Before the advent of modern block systems and signalling, there were several methods to reduce the chance of collisions. Lines with a lot of traffic in both directions benefited from double-tracking, allowing each track to carry traffic in a single direction, though even that carried the risk of rear-end collisions in the event of a slower or completely stopped train. What if there was a solution that prevented all collisions, whether head on or read-end?
Flash back to turn of the 20th century Coney Island. Today it is a sea-side amusement destination for New Yorkers with both classic and modern rides, including the famous 1927 Cyclone roller coaster, however back then it was even more so, with large and majestic amusement parks, such as the original Luna Park and Steeplechase Park, that showcased the latest in the technology of the era. The first working escalator, innovative (and often dangerous) amusement rides, electric lights, baby incubators, and a new type of food known as the “hot dog” were showcased for the world to see. In 1904, Dreamland opened. Built to replicate the success of Luna Park, Dreamland actually copied many of its attractions and took them to eleven. If Luna Park was lit up with 250,000 electric lights, then Dreamland was going to light itself with a million lights. If Luna Park had one Shoot the Chutes ride, Dreamland was going to have two. Apparently patent and trademark laws weren’t as much of a thing back then.
One of the novelties exhibited at Dreamland was the Leap-Frog Railway. Built on a pier stretching out into the Atlantic, this attraction consisted with a single stretch of track with two specially designed tank-like railcars that would literally go off the rails. Resembling something I would draw (or construct out of LEGO) as a kid, each railcar had an attached piece of track with ramps so that as the other car approached it, it would ride up onto this piece of track and travel over the top. Once the car reached the end of the track, it would change direction and allow passengers in the other car to experience what they had just been through.
Of course, back then, safety standards were a far cry from what they are today, and like many of the other attractions at Coney Island during its heyday, it had questionable safety qualities, and although people were not as likely to sue as they would today, this ride was allegedly shut down because of these questionable safety qualities. Dreamland itself closed several years later in 1911 having suffered the same fate as many Coney Island attractions of the time – it completely burned to the ground. Today the New York Aquarium sits on the site. Luna Park also partially burned down, but much later, in 1944, when it too closed.

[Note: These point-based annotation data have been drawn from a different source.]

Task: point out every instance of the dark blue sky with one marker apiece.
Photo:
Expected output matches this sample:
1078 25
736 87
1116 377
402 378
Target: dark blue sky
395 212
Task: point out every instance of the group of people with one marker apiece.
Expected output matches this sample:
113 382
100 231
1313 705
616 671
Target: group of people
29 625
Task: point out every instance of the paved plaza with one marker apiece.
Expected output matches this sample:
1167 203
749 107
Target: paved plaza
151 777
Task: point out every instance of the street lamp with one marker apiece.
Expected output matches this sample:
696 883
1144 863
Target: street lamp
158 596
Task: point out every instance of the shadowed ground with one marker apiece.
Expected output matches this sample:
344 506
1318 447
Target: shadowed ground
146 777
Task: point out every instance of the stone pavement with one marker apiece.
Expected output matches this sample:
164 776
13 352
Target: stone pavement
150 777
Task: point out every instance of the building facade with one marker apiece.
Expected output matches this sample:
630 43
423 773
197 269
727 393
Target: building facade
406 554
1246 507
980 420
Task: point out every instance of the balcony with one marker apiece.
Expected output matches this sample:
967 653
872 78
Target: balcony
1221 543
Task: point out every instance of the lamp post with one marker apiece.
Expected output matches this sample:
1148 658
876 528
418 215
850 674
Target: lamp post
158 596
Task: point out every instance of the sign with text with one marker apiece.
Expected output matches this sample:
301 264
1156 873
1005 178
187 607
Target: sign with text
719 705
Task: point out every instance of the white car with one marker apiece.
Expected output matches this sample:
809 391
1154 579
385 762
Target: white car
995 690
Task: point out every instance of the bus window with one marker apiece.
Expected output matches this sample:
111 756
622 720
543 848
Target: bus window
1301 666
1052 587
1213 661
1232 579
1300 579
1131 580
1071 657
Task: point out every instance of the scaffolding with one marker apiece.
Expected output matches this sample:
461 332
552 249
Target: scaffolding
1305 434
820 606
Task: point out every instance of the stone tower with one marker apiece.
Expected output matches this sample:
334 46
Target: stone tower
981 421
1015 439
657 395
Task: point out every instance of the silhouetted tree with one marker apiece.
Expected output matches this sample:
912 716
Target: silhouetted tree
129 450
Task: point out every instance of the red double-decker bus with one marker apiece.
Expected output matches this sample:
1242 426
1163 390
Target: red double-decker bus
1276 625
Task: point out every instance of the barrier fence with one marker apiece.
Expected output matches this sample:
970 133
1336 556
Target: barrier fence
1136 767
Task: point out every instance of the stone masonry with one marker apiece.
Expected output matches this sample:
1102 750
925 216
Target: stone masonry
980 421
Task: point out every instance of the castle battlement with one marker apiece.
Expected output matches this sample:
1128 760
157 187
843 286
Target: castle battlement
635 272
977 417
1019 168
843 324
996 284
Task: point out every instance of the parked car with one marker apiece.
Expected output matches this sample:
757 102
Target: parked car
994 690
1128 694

Could this technology have been developed further, assuming they could work out the safety concerns? Personally, I do not think this would be likely, for multiple reasons. One of course is the maintenance issues associated with such a system and the complexity of implementing it on anything other than straight track. Speed would also be an issue – some trains today can go at several hundreds of kilometers an hour (at least in some parts of the world), and implementing such a system at high speeds would require extremely long “ramps” on each rail vehicle to avoid sudden jerking forces on the passengers (plus luggage, food, and anything else on board) as it traverses what is essentially a giant speed bump. Along with the increased height of the stacked vehicles, having the extra rails in the center of the vehicle also meant that the passenger compartments were located at the sides of the vehicle, requiring a much larger loading gauge, both laterally and vertically. Today with modern signalling and warning systems, as well as radio communication, rail collisions are very unlikely, and most collisions between two trains are often the result of human error, just as a car crash can be caused by a motorist running a red light.